食べ慣れてないのか、少し緊張したように小さく口を開けて、少しずつ頬張っていた。
その様子がなんだか面白くて、俺はくすっと笑みをこぼす。
まぁ少なくとも、お嬢様たちが食べるようなものではないかもな。
とりあえず、二人から好評だったということで――ちゃんと褒めておくとしよう。
誰を褒めるのかって?
ふっふっふ、そんなの決まってるだろ?
その相手は――
「だってよ、いぐっちゃーん! 会長さんがめっちゃうまいって言ってるぜ~!」
三組に所属する彼氏持ちリア充女子、いぐっちゃんこと井口である。
近くのテーブルで接客をしていたところに声をかけると、ビクッと肩を揺らした。
俺を見て、会長さんを見て、それから星那さんを見て――
視線を彷徨わせた末、恥ずかしそうに目を逸らした。
「あ、ありがとうございます……!」
井口は顔を赤くしながらも、ぺこっと頭を下げた。
会長さんの知名度や人気具合は、間違いなく校内でトップクラスだ。憧れている人や、好意を寄せている生徒はたくさんいるだろう。

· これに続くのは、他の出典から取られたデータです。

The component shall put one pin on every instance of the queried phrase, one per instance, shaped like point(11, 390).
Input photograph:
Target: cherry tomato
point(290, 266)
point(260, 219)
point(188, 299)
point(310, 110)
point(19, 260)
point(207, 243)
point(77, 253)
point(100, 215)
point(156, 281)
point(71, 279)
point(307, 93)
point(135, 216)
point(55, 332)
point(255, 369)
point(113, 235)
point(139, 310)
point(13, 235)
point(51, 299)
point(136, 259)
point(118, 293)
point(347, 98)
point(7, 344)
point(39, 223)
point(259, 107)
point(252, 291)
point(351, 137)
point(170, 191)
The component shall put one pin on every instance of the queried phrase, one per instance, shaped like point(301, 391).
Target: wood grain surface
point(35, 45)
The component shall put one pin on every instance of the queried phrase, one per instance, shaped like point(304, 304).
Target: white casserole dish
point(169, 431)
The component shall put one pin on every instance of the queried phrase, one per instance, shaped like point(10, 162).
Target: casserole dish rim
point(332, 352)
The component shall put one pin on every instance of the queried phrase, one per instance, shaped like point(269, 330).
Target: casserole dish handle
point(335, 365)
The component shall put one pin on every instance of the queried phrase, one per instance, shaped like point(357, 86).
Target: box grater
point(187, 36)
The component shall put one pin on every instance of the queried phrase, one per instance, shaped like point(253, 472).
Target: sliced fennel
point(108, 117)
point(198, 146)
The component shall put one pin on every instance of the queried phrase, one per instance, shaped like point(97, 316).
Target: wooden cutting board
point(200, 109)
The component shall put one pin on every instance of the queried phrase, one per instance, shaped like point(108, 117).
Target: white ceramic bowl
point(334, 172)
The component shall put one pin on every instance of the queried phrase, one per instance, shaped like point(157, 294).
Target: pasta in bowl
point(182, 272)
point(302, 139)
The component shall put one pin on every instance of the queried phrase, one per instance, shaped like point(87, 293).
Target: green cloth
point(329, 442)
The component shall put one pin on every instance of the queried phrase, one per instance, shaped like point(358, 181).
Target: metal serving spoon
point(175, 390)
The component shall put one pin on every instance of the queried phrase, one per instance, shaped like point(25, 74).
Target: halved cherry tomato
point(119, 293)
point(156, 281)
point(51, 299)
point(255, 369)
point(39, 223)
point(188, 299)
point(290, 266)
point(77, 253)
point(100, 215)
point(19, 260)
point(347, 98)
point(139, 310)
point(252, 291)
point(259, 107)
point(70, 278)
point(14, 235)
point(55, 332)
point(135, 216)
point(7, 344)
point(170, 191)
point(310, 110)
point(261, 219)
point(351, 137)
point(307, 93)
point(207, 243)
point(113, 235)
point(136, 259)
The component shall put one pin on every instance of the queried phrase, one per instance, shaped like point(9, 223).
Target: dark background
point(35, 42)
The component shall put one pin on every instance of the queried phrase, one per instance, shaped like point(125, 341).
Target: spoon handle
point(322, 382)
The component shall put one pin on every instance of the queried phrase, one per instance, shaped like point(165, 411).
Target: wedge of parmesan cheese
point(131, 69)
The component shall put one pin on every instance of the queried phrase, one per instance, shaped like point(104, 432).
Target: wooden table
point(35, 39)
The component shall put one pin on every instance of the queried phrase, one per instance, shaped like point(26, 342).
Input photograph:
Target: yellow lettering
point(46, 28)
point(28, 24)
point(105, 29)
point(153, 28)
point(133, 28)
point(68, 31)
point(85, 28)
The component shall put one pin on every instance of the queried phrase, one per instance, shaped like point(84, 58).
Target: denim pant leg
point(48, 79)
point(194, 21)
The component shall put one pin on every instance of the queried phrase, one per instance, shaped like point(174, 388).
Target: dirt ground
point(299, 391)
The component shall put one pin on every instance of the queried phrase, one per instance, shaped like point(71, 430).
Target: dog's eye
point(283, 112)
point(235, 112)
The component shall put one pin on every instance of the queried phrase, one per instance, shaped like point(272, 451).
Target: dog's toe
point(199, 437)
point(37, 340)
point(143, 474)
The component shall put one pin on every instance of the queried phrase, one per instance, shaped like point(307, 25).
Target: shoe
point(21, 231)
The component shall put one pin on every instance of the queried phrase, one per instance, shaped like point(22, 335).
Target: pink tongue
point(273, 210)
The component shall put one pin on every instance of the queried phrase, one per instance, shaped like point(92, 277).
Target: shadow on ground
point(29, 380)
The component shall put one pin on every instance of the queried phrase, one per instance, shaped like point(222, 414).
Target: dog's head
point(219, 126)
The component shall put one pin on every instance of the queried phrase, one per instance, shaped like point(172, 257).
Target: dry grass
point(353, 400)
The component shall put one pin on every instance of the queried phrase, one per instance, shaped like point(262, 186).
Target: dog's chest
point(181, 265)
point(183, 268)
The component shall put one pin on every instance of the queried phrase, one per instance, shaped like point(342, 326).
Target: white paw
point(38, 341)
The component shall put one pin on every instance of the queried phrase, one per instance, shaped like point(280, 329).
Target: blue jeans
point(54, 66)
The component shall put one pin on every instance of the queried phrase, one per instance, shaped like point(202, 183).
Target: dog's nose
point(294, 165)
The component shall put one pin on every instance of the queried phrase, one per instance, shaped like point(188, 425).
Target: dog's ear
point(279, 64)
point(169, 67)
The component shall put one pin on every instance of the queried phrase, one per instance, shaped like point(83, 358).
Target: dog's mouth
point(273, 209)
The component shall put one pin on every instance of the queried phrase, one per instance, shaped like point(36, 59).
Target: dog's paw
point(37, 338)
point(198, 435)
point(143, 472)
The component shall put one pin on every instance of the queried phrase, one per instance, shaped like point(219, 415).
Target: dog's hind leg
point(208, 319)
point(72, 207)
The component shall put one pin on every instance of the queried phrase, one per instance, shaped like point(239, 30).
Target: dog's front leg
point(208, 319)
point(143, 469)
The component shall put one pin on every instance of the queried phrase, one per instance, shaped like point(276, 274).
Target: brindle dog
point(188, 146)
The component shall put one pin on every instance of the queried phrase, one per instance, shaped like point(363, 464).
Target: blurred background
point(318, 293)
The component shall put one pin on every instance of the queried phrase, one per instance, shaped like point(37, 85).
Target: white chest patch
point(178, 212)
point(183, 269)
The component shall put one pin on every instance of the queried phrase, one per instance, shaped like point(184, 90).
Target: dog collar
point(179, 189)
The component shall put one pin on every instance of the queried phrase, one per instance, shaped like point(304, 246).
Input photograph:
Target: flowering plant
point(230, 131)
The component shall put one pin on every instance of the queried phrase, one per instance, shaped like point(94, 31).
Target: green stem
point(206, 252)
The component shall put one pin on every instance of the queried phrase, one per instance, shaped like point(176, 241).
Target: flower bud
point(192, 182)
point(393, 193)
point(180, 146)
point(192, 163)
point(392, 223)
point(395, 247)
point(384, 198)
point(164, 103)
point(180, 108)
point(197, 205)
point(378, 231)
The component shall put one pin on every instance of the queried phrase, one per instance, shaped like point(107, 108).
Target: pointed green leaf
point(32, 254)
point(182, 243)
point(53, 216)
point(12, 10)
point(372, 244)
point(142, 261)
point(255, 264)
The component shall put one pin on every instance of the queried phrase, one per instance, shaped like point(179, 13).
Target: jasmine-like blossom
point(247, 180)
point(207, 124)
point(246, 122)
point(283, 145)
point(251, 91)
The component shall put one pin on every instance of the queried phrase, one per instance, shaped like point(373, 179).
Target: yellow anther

そんな人が突然自分のクラスに来たら……こんな反応になっても仕方ないのかもしれない。
井口はそそくさと俺のそばに寄ってくると、声をひそめて耳元で話をしてきた。
「ちょ、ちょっと青葉君、いきなり生徒会長さんを連れてくるとか本当にビックリしたんだからね……!?」
そりゃそうだろうな。
「それに、すっごく美人な先輩も一緒に……! ってか、なに? 知り合い……!?」
「はっはっは、それはどうだろうな。引き続き頑張りたまえ」
無責任な応援をして、井口の質問を躱す。
詳しく説明する理由もないし、これが正解だろう。
「もう……」
不服そうな顔をしながら、井口は俺から離れる。
「腹いせに、このことを留衣ちゃんに報告しちゃおうかな……ほーんとビックリした……心の準備もあるから一言声をかけてくれればよかったのに……」
ブツブツと文句を垂れながら、井口は教室の奥へと戻って行った。
……つーか今、物騒な単語が聞こえてきたんだけど? 俺の気のせい? 怖いから気のせいってことでいいよね?
鬼様の恐ろしい圧が頭に過ぎりつつ……俺はパンを一口頬張る。うまい。
もぐもぐと咀嚼をしながら、ふと会長さんたちを見てみると――
「椿、口元に粉がついているぞ。どれ、私が拭いてやろう」
「そんなことで沙夜様のお手を煩わせるなど……」
「いいのだ。ほら、キミがジッとしていろ」
「さ、沙夜様っ――」
そこには、満開の百合がさいていた。
あの……ちょっと目を離した隙に、キラキラ百合空間になってるんですけど?
眩しくて俺みたいな男は浄化されそうなんですけど?
会長さんはふわりと微笑みながら、星那さんの口元を指先でそっと拭いた。
「……ありがとうございます」
「うむ。気にするな」
お互いに自然体で交わされる、親しみと敬意の入り混じった会話。
そんな光景を前にして、俺が言えることは――
「おー……」
たったそれだけだった。
同時に、今のやり取りを見ていて思ったことがあった。
「む? どうした昴」
視線に気付いた会長さんが、不思議そうにこちらを向いた。
二人を見て思ったこと。
同じ制服を着て、話して、触れ合う二人を見て……感じたこと。
それは――
「いや、こうして見ると……二人ってホントに姉妹みたいだなって」
俺はパンを片手にそう答えた。
「「姉妹……?」」
お、揃った。
俺は二人に頷いて話を続ける。
「同じ制服を着てますし、容姿や雰囲気だって似てますからね。……まぁ、従姉妹なので実際に姉妹みたいなもんですけど」
同じ姓を持っていることや、同じ血が流れていることを抜きにしても、二人は本当によく似ていた。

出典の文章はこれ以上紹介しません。